According to Mbamalu, Watching the Vote is the largest citizen movement committed to credible elections in Nigeria and they are committed ensuring that Nigerian’s votes count. She said, “We are deploying the largest number of observers for the 2019 general elections. For us, it is more than just watching the electoral process, it’s about ensuring that our observation will help reduce violence. That way we can build early systems against electoral violence.”

Electoral violence has historically been a major factor hindering valid statistics during elections in Nigeria.

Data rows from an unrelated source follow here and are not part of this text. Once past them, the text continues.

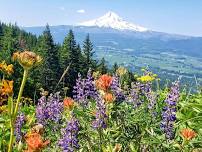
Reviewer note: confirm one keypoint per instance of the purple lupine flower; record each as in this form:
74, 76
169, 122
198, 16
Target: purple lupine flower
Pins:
169, 111
134, 95
69, 142
150, 95
84, 89
20, 120
116, 89
49, 109
101, 116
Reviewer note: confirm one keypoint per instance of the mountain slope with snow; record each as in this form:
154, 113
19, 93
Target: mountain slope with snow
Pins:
112, 20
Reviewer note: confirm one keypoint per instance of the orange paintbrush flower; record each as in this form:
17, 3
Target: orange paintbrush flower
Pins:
7, 87
34, 142
108, 97
188, 134
104, 82
68, 102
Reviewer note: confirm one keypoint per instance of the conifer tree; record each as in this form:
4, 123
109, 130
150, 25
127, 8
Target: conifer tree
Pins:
70, 55
50, 67
88, 54
102, 67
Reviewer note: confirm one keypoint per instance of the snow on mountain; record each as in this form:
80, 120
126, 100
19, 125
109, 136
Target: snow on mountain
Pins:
112, 20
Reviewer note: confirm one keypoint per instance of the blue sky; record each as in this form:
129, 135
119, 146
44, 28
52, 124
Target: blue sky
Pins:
172, 16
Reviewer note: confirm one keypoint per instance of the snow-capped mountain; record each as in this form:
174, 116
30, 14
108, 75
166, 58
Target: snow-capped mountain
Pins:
112, 20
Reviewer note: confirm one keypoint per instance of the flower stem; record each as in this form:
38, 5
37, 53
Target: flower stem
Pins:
12, 120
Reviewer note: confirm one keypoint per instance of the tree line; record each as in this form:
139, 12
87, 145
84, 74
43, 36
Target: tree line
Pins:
56, 58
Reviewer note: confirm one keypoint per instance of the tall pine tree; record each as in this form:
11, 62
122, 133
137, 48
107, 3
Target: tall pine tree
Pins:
70, 54
88, 55
50, 68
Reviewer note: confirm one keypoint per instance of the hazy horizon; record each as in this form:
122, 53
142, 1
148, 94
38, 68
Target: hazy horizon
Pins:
177, 17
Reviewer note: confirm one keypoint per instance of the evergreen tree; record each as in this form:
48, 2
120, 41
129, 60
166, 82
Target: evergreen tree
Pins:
70, 54
102, 67
88, 54
1, 35
50, 68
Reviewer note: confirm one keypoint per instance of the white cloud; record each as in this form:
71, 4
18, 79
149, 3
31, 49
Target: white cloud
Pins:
81, 11
62, 8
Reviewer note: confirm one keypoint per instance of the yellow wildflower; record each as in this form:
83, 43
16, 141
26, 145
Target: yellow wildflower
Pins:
146, 78
27, 59
7, 87
6, 68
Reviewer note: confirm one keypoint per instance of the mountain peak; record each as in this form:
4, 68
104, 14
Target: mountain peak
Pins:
112, 20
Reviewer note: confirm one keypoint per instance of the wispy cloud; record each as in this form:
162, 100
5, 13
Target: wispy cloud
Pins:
62, 8
81, 11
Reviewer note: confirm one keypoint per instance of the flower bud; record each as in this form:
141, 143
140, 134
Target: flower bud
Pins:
27, 59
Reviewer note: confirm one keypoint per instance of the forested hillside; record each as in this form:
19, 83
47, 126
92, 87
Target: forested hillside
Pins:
56, 58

It is also a factor that causes widespread apathy among citizens. “For example, when observers signal an electoral threat across the nation, our Long Term Observers across Nigeria will report and we will be escalate it to necessary authorities in other to nip it in the bud,” she explains.

During the 30 minutes show, Mbamalu highlighted that the Watching The Vote team will deploy 3034 Polling Unit Observers for the 2019 Presidential elections while also deploying 822 roving observers to report critical incidents. Polling Unit observers according to her will report election day activities like arrival and set-up, accreditation and voting, sorting, counting and announcement of result. This according to her will be reported to a special database and will enable Watching The Vote verify the accuracy of results announced by electoral commission.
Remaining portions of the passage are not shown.